There is one term that they share which represents the nth derivative at $a$. These must match up so $f(a)=e^{-q^2}$. There are two things we need to know however, $f(x)$ and $a$. There are perhaps various combinations to try but the one that comes to mind first is $f(x)=e^{-x^2}$ and $a=q$.

Looking at $s^n$ it seems that this should match up with $(x-a)^n$ so we find that $x-a=s$ and since $a=q$ that is equivalent to $x-q=s$. Finally that gives us that $x=s+q$. If we plug that into $f(x)=e^{-x^2}$ then we have our result.

#### Klaas van Aarsen

##### MHB Seeker
Staff member
I just realized that ILS gave a solution using a definition of a Taylor Series I hadn't seen before. The logic and result are clearly correct but I thought about trying it from the definition I am used to.

This might be wrong so I am hoping someone can check it and comment if necessary. The end result is correct but there is one spot where I am unsure, so read with scrutiny and skepticism.
---------------------------------
We are given $$\displaystyle \frac{s^n}{n!}\frac{d^n}{dq^n}(e^{-q^2})$$ and want to try to match it to this form: $$\displaystyle \sum_{n=0} ^ {\infty} \frac {f^{(n)}(a)}{n!} (x-a)^n$$

There is one term that they share which represents the nth derivative at $a$. These must match up so $f(a)=e^{-q^2}$. There are two things we need to know however, $f(x)$ and $a$. There are perhaps various combinations to try but the one that comes to mind first is $f(x)=e^{-x^2}$ and $a=q$.

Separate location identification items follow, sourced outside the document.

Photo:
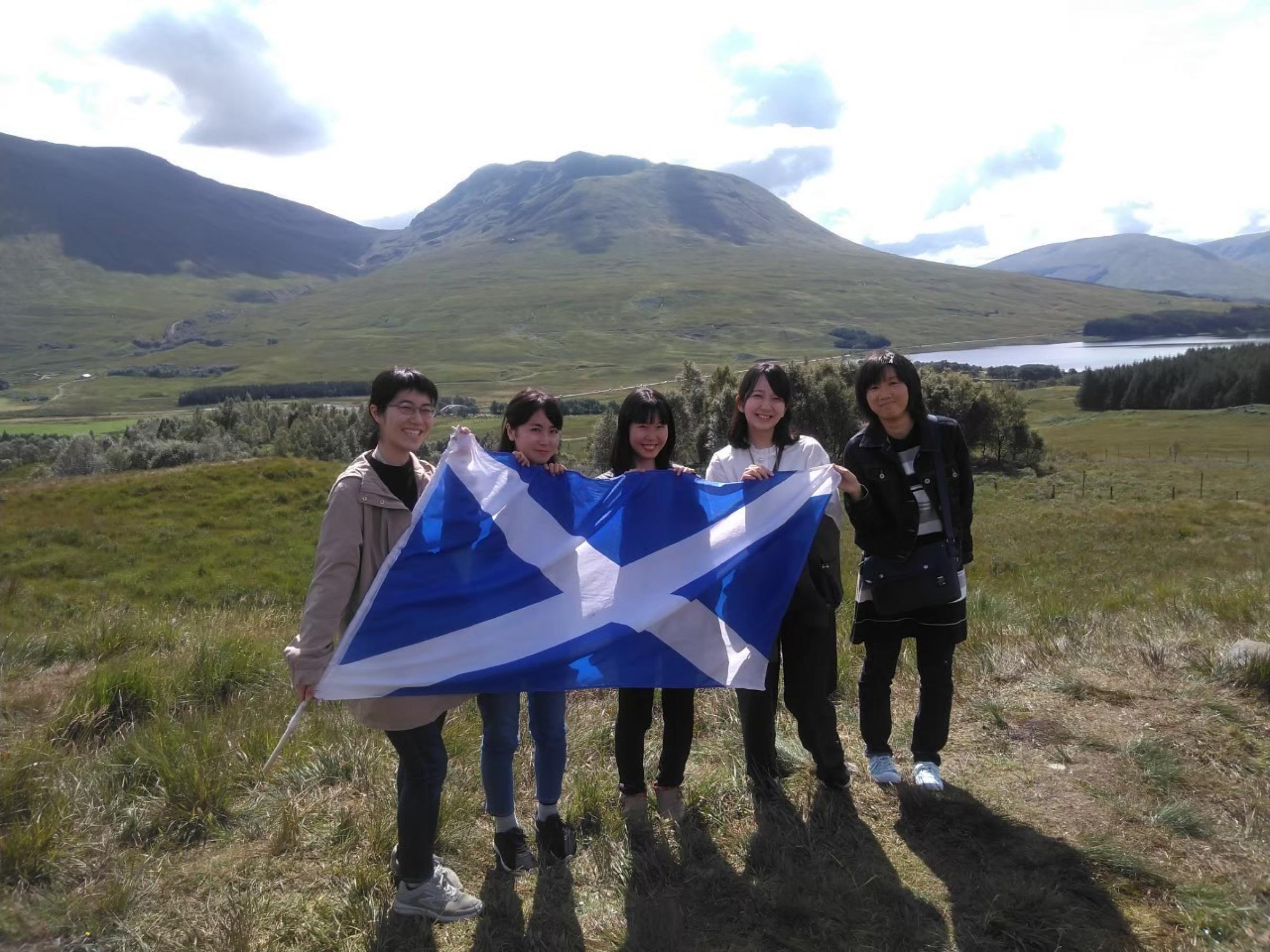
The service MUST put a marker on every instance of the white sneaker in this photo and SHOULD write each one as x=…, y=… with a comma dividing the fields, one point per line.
x=926, y=776
x=634, y=807
x=437, y=900
x=670, y=803
x=883, y=771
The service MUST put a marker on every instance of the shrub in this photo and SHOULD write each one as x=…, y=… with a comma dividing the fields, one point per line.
x=79, y=457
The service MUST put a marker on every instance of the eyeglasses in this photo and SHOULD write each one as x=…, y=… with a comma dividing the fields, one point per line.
x=411, y=410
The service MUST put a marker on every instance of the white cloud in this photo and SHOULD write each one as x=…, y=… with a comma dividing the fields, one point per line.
x=1156, y=100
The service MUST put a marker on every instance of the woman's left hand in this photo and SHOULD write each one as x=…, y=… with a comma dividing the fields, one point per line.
x=850, y=484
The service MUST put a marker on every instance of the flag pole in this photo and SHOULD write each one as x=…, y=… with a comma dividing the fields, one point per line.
x=291, y=727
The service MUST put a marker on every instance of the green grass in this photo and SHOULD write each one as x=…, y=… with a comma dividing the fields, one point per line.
x=68, y=427
x=1109, y=777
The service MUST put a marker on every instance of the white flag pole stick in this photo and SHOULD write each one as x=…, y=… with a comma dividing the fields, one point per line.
x=291, y=727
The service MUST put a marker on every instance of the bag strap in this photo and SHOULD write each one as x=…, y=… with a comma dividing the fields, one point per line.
x=945, y=507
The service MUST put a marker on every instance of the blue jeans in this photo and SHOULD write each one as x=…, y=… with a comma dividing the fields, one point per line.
x=501, y=737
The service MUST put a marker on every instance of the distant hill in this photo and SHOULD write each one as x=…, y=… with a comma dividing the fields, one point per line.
x=575, y=274
x=588, y=202
x=129, y=211
x=1142, y=262
x=1250, y=251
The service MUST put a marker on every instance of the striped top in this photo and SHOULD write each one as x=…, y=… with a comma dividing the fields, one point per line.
x=928, y=515
x=930, y=527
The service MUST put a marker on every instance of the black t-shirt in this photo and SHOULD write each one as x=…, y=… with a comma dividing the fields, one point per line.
x=399, y=480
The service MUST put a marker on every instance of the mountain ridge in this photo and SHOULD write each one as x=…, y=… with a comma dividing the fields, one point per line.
x=1144, y=263
x=570, y=274
x=129, y=211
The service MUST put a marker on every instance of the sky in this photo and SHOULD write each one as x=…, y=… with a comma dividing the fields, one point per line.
x=954, y=132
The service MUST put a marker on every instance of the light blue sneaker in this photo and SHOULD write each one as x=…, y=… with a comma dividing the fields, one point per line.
x=883, y=771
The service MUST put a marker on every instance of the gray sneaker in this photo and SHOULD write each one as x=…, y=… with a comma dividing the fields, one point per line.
x=883, y=771
x=437, y=900
x=450, y=875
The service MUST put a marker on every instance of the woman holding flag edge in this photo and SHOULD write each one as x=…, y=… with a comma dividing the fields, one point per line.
x=763, y=442
x=369, y=509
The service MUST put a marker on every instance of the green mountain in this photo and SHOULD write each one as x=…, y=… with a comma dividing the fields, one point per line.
x=577, y=274
x=129, y=211
x=1250, y=251
x=1145, y=262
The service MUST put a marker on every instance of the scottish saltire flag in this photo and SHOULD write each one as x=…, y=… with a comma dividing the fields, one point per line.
x=513, y=579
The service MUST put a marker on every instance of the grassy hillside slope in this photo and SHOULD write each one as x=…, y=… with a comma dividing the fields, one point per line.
x=575, y=274
x=489, y=321
x=1112, y=780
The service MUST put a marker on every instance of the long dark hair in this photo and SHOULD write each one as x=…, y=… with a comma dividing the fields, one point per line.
x=386, y=385
x=642, y=405
x=873, y=369
x=738, y=431
x=521, y=408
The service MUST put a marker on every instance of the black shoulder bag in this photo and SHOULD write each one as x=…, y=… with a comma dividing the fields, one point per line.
x=930, y=575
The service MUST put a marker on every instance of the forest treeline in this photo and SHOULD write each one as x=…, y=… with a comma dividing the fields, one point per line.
x=1199, y=380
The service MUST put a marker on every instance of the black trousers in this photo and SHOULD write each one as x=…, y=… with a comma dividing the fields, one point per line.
x=422, y=762
x=634, y=719
x=808, y=645
x=934, y=693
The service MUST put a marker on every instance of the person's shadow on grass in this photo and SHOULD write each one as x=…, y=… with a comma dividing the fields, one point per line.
x=827, y=884
x=554, y=922
x=393, y=932
x=1010, y=886
x=501, y=926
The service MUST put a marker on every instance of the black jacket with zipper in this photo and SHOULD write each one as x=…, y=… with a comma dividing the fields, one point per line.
x=886, y=517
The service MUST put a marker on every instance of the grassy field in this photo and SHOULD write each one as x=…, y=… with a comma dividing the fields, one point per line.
x=1110, y=775
x=496, y=318
x=68, y=426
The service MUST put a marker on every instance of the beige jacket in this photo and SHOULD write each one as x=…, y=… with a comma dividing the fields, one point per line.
x=362, y=524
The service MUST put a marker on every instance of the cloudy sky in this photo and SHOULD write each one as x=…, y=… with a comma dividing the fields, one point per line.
x=959, y=132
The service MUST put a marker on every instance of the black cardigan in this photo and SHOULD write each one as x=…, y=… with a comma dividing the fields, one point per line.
x=886, y=517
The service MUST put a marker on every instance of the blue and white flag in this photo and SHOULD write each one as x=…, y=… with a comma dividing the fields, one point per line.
x=513, y=579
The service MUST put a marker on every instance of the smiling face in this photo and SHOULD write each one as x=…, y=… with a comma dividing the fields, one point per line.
x=404, y=422
x=647, y=441
x=538, y=438
x=888, y=398
x=764, y=409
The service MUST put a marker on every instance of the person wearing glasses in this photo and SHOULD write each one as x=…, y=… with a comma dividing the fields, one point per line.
x=369, y=509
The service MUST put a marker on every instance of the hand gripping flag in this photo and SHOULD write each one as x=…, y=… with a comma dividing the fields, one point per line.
x=513, y=579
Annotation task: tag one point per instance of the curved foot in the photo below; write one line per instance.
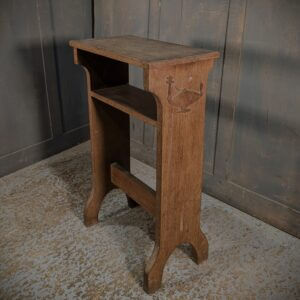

Looking at $s^n$ it seems that this should match up with $(x-a)^n$ so we find that $x-a=s$ and since $a=q$ that is equivalent to $x-q=s$. Finally that gives us that $x=s+q$. If we plug that into $f(x)=e^{-x^2}$ then we have our result.
Looks good.
I wasn't sure about $f(a)=e^{-q^2}$, although it is logical and fits. Pretty much anything that involves making conclusions about functions in this way makes me nervous. Not being able to rigorously prove a claim I'm using makes me feel like I don't have a right to use the claim, even if it's correct.